I think XP stuff is entirely worthwhile. I've experimented or lived with almost every fashionable process or methodology to come along in the last 20 years. Top down, structured, OOP (real OOP, not the crap people do now), UML (and all the bits that became UML), and now XP. I can tell you honestly I'm never going back. XP is good stuff. I think it's greatest value is that it forces the non-programming staff on or around a product to become realistic with respect to how systems actually have to be built. At least as far as we think we know how to build them. Nope, no more fat ridiculous, over burdened, uninformed process for me. I'm sold.
Ok there. I'm a considerate guy, not quick to judge, willing to listen to the other side, all around good human. So this is crap. There I said it. Crap. The worst kind. It sounds good. If you try to empirically verify it, it seems correct. But if you really do it, it starts to unravel. On the team I'm with now it looks to be at around 750,000 lines (that includes source, config files, build files, and so forth. Don't kid yourself, all of that is part of a system and all of it has to be maintained.). It's not that things are outright failing, but it sure seems to me that what might be called more traditional practices are becoming a little more prevalent, a little more valuable.
Now the crew I'm on is comprised entirely of frighteningly intelligent people (FIPs). (I mean frightening. If the aliens from Proxima ever invade I fully expect to squint into the ionized haze of what was our atmosphere waiting for the final assault and be like "Holy shit! That's Bob from work with them! I knew there was something about that guy.". Scary.) And even with an incredibly motivated and capable team it's becoming increasingly difficult and in some cases impossible to do things without thinking about what the impact on other code will be. And that, sorry, requires planning. So, lest I be accused of not being specific, here's some of the issues I have with not planning as put forth in the article.

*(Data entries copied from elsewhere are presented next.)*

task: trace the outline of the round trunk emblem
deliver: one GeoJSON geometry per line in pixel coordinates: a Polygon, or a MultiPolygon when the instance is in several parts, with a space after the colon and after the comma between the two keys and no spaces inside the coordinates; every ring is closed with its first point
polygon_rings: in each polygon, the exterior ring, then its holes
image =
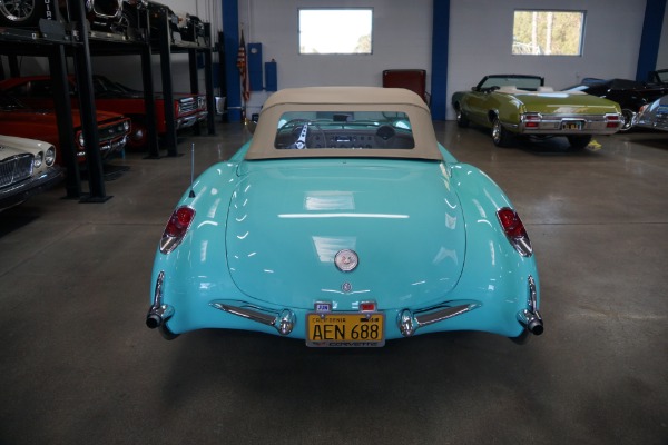
{"type": "Polygon", "coordinates": [[[341,271],[352,271],[360,264],[360,259],[354,250],[343,249],[334,257],[334,264],[341,271]]]}

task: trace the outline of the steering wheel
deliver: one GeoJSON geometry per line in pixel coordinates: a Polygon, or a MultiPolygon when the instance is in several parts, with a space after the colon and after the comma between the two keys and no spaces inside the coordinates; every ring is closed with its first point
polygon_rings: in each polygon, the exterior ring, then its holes
{"type": "Polygon", "coordinates": [[[396,130],[389,125],[382,125],[379,127],[375,134],[376,142],[379,142],[382,147],[391,147],[394,137],[396,136],[396,130]]]}
{"type": "Polygon", "coordinates": [[[325,132],[317,126],[317,123],[308,121],[306,119],[294,119],[288,123],[302,123],[295,125],[292,129],[291,135],[294,138],[293,142],[287,148],[303,150],[305,148],[327,148],[327,138],[325,132]]]}

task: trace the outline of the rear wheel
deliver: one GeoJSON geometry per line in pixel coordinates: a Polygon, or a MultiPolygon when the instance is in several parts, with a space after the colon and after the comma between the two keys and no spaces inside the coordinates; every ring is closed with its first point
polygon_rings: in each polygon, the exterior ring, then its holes
{"type": "Polygon", "coordinates": [[[510,147],[512,144],[512,135],[501,125],[498,117],[492,120],[492,140],[497,147],[510,147]]]}
{"type": "Polygon", "coordinates": [[[591,142],[591,135],[587,136],[567,136],[568,142],[573,150],[582,150],[591,142]]]}
{"type": "Polygon", "coordinates": [[[37,27],[43,11],[43,0],[0,1],[0,26],[37,27]]]}
{"type": "Polygon", "coordinates": [[[462,107],[460,105],[458,105],[458,107],[455,108],[455,111],[456,111],[456,125],[460,126],[461,128],[469,127],[469,118],[466,117],[466,115],[464,115],[464,111],[462,111],[462,107]]]}
{"type": "Polygon", "coordinates": [[[636,116],[636,113],[631,110],[629,110],[628,108],[621,110],[621,118],[623,119],[623,122],[621,123],[621,128],[619,129],[619,131],[628,131],[631,129],[631,126],[633,125],[633,117],[636,116]]]}

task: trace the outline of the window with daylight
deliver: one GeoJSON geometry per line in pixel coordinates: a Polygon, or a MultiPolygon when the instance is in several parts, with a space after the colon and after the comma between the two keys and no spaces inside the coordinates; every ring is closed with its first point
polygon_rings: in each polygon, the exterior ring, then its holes
{"type": "Polygon", "coordinates": [[[299,9],[301,55],[371,55],[373,9],[299,9]]]}
{"type": "Polygon", "coordinates": [[[584,11],[514,11],[512,53],[582,56],[584,11]]]}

First I think it's irresponsible. While I tend to agree that not planning too much about how you're going to build something is right, I think it's critically important to plan why you're going to build it the way you are. XP be damned, coupling, cohesion, transitive dependencies and all of the other properties of a survivable system still apply. If you are going sit on a stage and act like a guiding light you have to consider your audience. When I was cutting my coding teeth I was nothing so much as ready to type. This article, in that light, would give me justification for diving in and coding. The irresponsible bit then is not qualifying the statements made. It sounds a lot like a politician talking about a complex issue, not talking about the dirty bits because if people really understood how messy things were they'd never vote for the idea. Instead of a well schooled engineer who knows that building things always (yes, always, unless your building hello world. Event then people trade off stylistic issues) ends up being a set of compromises containing approximately 0 absolutes.
Second, it doesn't work. Nope, it doesn't. At least not in my world. It may be fine for a measly little 100k lines of system, but not for something moderately sized. Where I work everyone has permission to go anywhere in the system if they need to. Nobody has to ask if they can type in this file, or that package or whatever. If you need to do it, do it (Yes, I'm lucky). The problem is that every code bit has nuance. Not understanding that nuance but still typing can and, at least for me, does lead to all kinds of problems. That means that as I'm coding I have to plan on how I'm going to allow people to work with my code. Yes, plan. I have to make sure that there are reasonable points of derivation, the semantics are clear and can be groked with as little effort as possible. That's planning. And sometimes it takes time. As in stop typing for a while and stare off into space time.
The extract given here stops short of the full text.